Julie Arrighi, interim director at the Red Cross Red Crescent Climate Center, which had researchers working on the World Weather Attribution report, said that “this devastating disaster shows how climate change-fueled extreme weather events are combining with human factors to create even bigger impacts, as more people, assets, and infrastructure are exposed and vulnerable to flood risks.”

“However, there are practical solutions that can help us prevent these disasters from becoming routine,” Arrighi stressed, “such as strengthened emergency management, improved impact-based forecasts and warning systems, and infrastructure that is designed for the future climate.”

The World Weather Attribution team also found that for the region including Greece and parts of Bulgaria and Turkey, human-induced climate change made an extreme event up to 10 times more likely and up to 40% more intense. As the World Weather Attribution report notes, the flooding led to at least 17 deaths in Greece, seven in Turkey, six in Spain, and four in Bulgaria.

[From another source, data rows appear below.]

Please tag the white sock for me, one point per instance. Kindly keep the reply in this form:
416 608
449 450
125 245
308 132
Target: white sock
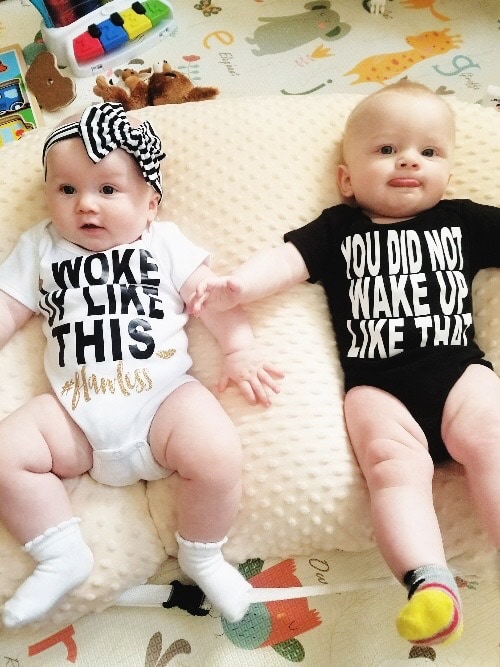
64 562
223 585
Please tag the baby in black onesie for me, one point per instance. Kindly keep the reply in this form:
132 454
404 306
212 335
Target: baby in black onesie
397 262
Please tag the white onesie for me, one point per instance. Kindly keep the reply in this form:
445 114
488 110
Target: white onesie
114 324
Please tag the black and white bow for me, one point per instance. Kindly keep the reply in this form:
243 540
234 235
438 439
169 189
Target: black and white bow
104 128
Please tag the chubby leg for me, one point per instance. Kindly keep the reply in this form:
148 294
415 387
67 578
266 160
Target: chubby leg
39 445
392 452
192 435
471 431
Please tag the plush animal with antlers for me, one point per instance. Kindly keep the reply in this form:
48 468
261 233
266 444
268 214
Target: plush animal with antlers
143 88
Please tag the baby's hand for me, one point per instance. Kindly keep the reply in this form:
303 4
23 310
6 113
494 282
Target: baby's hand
253 375
216 294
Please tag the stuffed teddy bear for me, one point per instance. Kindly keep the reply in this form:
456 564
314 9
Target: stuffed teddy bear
163 86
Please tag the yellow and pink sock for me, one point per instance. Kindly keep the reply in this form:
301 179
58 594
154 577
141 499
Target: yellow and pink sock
433 613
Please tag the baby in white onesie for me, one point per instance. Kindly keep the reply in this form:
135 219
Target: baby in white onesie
111 284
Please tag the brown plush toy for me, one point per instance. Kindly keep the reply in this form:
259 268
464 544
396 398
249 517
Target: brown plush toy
166 86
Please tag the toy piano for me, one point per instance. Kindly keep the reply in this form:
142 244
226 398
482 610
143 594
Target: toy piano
90 37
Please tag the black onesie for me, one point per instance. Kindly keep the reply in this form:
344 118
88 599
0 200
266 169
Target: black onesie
400 298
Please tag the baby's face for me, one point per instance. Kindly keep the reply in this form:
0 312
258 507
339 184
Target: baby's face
97 206
398 154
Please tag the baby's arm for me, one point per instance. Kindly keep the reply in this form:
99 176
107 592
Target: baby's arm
266 273
243 363
13 315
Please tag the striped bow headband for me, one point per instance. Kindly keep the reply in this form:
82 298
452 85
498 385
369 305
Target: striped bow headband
104 128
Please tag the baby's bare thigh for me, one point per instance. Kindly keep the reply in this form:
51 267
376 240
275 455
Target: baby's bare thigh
472 409
43 436
191 423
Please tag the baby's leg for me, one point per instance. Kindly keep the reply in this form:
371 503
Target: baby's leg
392 453
193 435
471 431
39 444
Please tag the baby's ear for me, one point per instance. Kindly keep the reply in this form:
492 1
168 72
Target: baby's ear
344 181
154 203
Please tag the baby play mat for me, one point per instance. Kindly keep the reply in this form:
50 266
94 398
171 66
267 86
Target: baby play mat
241 170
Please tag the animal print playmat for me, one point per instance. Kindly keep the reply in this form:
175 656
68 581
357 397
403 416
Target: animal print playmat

“The worst-affected region in Greece, the Thessaly plain, accounts for over one-quarter of the country’s agricultural production, the report says. “After more than 75,000 hectares were inundated, it is estimated that the agricultural sector in Thessaly will need five years to recover from the damages and for the lands to become fertile again.”

Friederike Otto, a climatologist at the U.K.’s Imperial College London who worked on the World Weather Attribution analysis, said Tuesday that “the Mediterranean is a hotspot of climate change-fueled hazards.”

“After a summer of devastating heatwaves and wildfires with a very clear climate change fingerprint, quantifying the contribution of global warming to these floods proved more challenging,” Otto added. “But there is absolutely no doubt that reducing vulnerability and increasing resilience to all types of extreme weather is paramount for saving lives in the future.”

The analysis was released on the eve of the United Nations Climate Ambition Summit in New York City — which some world leaders, including U.S. President Joe Biden, have decided to skip despite demands for bold action, particularly from rich nations that are largely responsible for the planetary emergency.

Jagan Chapagain, secretary general of the International Federation of Red Cross and Red Crescent Societies, said Tuesday that “the disaster in Derna is yet another example of what climate change is already doing to our weather.”

“Obviously multiple factors in Libya turned Storm Daniel into a human catastrophe; it wasn’t climate change alone. But climate change did make the storm much more extreme and much more intense and that resulted in the loss of thousands of lives,” Chapagain continued. “That should be a wake-up call for the world to fulfill the commitment on reducing emissions, to ensure climate adaptation funding, and tackle the issues of loss and damage.”